How gun safety relates to you as a UNIX/Linux admin
brian_s 270002K5X3 Visits (2924)
Guns and UNIX Admins have some similarities. Guns, when properly used, are very powerful tools that can do a lot of good, much like a sysadmin. However, if you are careless as a sysadmin, or careless with a gun the results can be devastating and even irreversible.
One of the basic NRA gun safety rules is to "ALWAYS keep your finger off the trigger until ready to shoot." People who break this rule often end up accidentally shooting family members because when startled or surprised your instinct is to clinch and if your finger is on the trigger you are going to pull it whether you are ready or not.
This same concept directly applies to being a UNIX/Linux sysadmin. Being logged in to a root user prompt is equivalent to having your finger on the trigger. One mistake at this point, and you can cause major damage. Commands such as "rm" are extremely unforgiving and very easy to make mistakes with.
I have seen sysadmins in the habit of right when they log in to a server the first thing they do is switch over to the root account, regardless of what they need to accomplish. This is a horrible habit to get in to. You should only switch to the root prompt when absolutely necessary. If you can perform whatever task you need to do as a regular user, then do that. If only part of what you need to do requires root access, only do that one part from the root prompt and then go back to the normal user account.
You can perform a ton of functions when logged in as a regular user account such as viewing almost all of the system configuration, information about filesystems, running processes, performance information, etc.
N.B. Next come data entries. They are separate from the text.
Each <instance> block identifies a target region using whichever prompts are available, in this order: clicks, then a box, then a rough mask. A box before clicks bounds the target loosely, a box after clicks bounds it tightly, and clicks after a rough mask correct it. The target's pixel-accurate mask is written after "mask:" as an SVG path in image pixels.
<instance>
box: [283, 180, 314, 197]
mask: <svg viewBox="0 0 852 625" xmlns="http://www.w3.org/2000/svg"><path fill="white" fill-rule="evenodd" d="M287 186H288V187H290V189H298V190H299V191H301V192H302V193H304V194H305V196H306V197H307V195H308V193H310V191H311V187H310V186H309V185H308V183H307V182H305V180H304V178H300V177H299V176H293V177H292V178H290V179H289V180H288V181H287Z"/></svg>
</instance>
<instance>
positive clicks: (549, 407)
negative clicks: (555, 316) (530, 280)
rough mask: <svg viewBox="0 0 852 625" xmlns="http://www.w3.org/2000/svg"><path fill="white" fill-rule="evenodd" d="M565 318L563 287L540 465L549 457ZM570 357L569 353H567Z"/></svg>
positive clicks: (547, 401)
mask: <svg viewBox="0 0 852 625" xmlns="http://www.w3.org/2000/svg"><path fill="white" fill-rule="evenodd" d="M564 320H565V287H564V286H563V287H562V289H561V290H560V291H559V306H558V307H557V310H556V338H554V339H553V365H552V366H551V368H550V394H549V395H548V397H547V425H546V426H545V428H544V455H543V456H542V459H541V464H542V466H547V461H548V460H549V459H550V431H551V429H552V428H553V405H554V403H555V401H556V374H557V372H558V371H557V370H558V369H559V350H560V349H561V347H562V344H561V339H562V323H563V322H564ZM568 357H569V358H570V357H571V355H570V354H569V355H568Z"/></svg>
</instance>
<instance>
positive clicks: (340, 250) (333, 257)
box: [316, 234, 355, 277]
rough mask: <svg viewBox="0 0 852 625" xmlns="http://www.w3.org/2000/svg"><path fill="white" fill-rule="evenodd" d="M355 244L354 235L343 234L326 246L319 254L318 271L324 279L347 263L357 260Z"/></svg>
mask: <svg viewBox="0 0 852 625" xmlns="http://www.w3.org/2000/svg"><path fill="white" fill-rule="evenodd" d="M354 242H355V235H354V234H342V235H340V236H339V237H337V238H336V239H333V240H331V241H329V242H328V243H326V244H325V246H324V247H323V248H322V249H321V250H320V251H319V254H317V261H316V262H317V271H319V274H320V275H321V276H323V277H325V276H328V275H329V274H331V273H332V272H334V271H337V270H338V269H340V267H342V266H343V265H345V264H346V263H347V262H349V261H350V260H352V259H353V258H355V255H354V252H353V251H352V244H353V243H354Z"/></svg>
And when logged in as a regular user there is very little damage you can do to the system if you make a mistake. If being logged in as the root user is like having your finger on the trigger on a loaded gun, then being logged in as a regular user is like having a Toy Nerf Gun - you probably aren't going to do much harm.
This especially applies if you are writing and testing scripts. Never test a script as the root user unless you are on an isolated, throw away, lab server. Testing scripts as the root user is equivalent to playing with a gun - something or someone is probably going to get hurt. One method that can help with this is Writing scripts that don't actually do anything.
So remember the next time you see the root # prompt... You essentially have a loaded gun in your hand with your finger on the trigger. You need to be careful and make sure you are ready to fire and think through each step of what you are doing.